Compensation & Gaps - Body's Balancing Act

  • Compensation: Aims to normalize pH.
    • Metabolic Acidosis (Winter's): Expected $PaCO_2 = (1.5 \times HCO_3^-) + 8 \pm \mathbf{2}$.
    • Metabolic Alkalosis: Expected $PaCO_2 \approx (0.7 \times HCO_3^-) + \mathbf{20} \pm \mathbf{5}$.
    • Resp. Acidosis: Acute $\Delta HCO_3^- \uparrow \mathbf{1}$ for $\Delta PaCO_2 \uparrow \mathbf{10}$; Chronic $\Delta HCO_3^- \uparrow \mathbf{3.5}$ for $\Delta PaCO_2 \uparrow \mathbf{10}$.
    • Resp. Alkalosis: Acute $\Delta HCO_3^- \downarrow \mathbf{2}$ for $\Delta PaCO_2 \downarrow \mathbf{10}$; Chronic $\Delta HCO_3^- \downarrow \mathbf{4-5}$ for $\Delta PaCO_2 \downarrow \mathbf{10}$.
  • Anion Gap (AG): $Na^+ - (Cl^- + HCO_3^-)$. Normal: 8-12 mEq/L.
    • High AG (HAGMA): 📌 MUDPILES/GOLDMARK. MUDPILES and GOLDMARK mnemonics for HAGMA causes
    • Normal AG (NAGMA): 📌 HARDUPS.
  • Delta-Delta Ratio ($\Delta AG/\Delta HCO_3^-$):
    • 1-2: Pure HAGMA.
    • <1: HAGMA + NAGMA.
    • >2: HAGMA + Met. Alkalosis.
  • Osmolal Gap: Measured Osm - Calculated Osm. Normal: <10-15 mOsm/kg.
    • Calculated Osm: $(2 \times Na^+) + (Glucose/18) + (BUN/2.8)$.

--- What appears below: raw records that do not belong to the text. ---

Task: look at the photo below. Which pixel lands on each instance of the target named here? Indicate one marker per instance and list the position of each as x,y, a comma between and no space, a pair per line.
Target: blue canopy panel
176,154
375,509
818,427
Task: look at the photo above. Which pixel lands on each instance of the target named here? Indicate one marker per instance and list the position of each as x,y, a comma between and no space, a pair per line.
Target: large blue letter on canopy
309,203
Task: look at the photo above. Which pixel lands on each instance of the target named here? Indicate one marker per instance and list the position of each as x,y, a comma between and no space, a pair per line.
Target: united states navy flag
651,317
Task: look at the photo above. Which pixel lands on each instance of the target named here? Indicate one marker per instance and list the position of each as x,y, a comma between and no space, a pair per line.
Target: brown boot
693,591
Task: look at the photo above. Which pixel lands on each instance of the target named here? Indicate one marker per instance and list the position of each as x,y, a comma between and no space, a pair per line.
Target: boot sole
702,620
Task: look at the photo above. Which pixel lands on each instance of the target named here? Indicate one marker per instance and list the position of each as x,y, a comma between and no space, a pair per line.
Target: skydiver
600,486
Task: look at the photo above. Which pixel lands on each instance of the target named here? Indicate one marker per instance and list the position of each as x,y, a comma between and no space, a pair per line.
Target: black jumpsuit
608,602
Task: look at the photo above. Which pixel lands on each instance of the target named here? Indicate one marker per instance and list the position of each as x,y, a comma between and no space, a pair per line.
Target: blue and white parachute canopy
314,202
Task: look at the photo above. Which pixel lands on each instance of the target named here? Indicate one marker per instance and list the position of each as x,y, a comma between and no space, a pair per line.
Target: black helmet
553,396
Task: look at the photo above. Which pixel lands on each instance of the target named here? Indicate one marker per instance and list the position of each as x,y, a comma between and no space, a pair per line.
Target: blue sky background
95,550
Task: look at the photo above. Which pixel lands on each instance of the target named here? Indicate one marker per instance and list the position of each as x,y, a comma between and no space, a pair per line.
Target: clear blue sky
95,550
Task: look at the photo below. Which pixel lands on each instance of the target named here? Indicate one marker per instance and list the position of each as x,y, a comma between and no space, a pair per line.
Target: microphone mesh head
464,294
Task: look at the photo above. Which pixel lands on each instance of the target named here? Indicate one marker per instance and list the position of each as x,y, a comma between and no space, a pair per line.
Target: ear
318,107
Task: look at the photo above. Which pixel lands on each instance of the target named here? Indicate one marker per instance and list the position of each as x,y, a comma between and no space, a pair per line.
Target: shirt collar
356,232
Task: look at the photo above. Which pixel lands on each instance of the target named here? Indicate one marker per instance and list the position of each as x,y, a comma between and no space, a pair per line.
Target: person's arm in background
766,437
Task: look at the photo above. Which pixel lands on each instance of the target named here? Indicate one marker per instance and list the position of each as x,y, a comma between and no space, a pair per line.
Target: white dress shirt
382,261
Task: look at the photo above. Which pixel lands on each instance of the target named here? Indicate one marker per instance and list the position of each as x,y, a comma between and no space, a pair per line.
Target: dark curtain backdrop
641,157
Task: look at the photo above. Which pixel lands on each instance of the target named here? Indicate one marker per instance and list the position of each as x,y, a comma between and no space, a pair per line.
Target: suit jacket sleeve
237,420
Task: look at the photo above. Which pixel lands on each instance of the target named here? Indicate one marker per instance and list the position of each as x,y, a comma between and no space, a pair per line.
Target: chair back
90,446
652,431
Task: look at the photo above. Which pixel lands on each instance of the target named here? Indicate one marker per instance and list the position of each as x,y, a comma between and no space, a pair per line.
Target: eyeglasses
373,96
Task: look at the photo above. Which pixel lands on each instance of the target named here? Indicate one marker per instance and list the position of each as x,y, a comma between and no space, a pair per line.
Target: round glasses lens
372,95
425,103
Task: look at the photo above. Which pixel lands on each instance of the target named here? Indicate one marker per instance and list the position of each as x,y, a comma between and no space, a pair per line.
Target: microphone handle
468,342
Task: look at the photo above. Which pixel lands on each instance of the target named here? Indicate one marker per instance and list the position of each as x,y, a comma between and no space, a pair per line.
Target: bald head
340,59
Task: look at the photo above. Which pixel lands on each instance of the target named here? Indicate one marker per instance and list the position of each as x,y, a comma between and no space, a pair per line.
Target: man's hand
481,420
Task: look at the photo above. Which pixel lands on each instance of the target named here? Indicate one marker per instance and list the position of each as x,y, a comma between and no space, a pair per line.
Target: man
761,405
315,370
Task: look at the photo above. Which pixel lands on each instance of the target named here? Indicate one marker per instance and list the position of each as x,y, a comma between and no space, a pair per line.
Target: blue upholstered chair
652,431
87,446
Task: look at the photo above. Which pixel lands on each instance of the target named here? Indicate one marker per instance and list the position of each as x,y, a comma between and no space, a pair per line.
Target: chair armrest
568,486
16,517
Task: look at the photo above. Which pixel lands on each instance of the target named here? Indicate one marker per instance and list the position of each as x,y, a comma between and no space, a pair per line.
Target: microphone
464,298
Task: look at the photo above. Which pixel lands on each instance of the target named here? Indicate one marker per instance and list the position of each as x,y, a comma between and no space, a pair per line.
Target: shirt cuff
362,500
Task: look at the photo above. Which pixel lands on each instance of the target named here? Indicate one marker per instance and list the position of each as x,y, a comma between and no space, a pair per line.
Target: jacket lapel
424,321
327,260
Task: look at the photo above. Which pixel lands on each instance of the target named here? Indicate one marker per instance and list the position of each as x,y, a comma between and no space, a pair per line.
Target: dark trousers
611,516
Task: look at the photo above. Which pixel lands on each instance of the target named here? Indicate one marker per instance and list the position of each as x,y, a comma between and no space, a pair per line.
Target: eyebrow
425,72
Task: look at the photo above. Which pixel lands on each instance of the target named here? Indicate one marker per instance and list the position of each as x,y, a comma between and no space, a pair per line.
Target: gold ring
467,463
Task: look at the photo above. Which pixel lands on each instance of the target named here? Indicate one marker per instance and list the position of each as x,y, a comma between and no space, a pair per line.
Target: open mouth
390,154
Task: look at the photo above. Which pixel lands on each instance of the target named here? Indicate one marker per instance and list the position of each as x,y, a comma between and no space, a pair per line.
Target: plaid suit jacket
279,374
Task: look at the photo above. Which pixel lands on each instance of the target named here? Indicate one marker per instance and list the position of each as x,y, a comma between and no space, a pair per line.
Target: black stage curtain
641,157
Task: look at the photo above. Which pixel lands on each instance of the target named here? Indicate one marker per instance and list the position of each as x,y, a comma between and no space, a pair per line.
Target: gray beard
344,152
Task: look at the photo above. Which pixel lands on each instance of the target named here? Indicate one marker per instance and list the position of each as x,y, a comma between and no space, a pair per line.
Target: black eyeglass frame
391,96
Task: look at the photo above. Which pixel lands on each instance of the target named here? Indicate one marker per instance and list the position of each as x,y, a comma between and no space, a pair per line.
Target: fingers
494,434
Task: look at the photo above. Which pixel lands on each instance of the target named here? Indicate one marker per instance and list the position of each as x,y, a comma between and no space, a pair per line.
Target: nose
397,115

⭐ In mixed acid-base disorders, the change in $PCO_2$ and $HCO_3^-$ may not fit simple compensatory formulas, requiring careful assessment of AG and delta ratio.

High‑Yield Points - ⚡ Biggest Takeaways

  • pH defines acidosis (<7.35) or alkalosis (>7.45).
  • PaCO₂ is respiratory; opposite pH in primary respiratory disorders.
  • HCO₃⁻ is metabolic; same direction as pH in primary metabolic disorders.
  • Anion Gap (Na⁺ - [Cl⁻ + HCO₃⁻]) for metabolic acidosis causes; normal 8-12 mEq/L.
  • Compensation: Respiratory is fast; metabolic is slow.
  • Winter's formula (PCO₂ = 1.5 × HCO₃⁻ + 8 ± 2) for PCO₂ in metabolic acidosis.
  • Suspect mixed disorders with inappropriate compensation.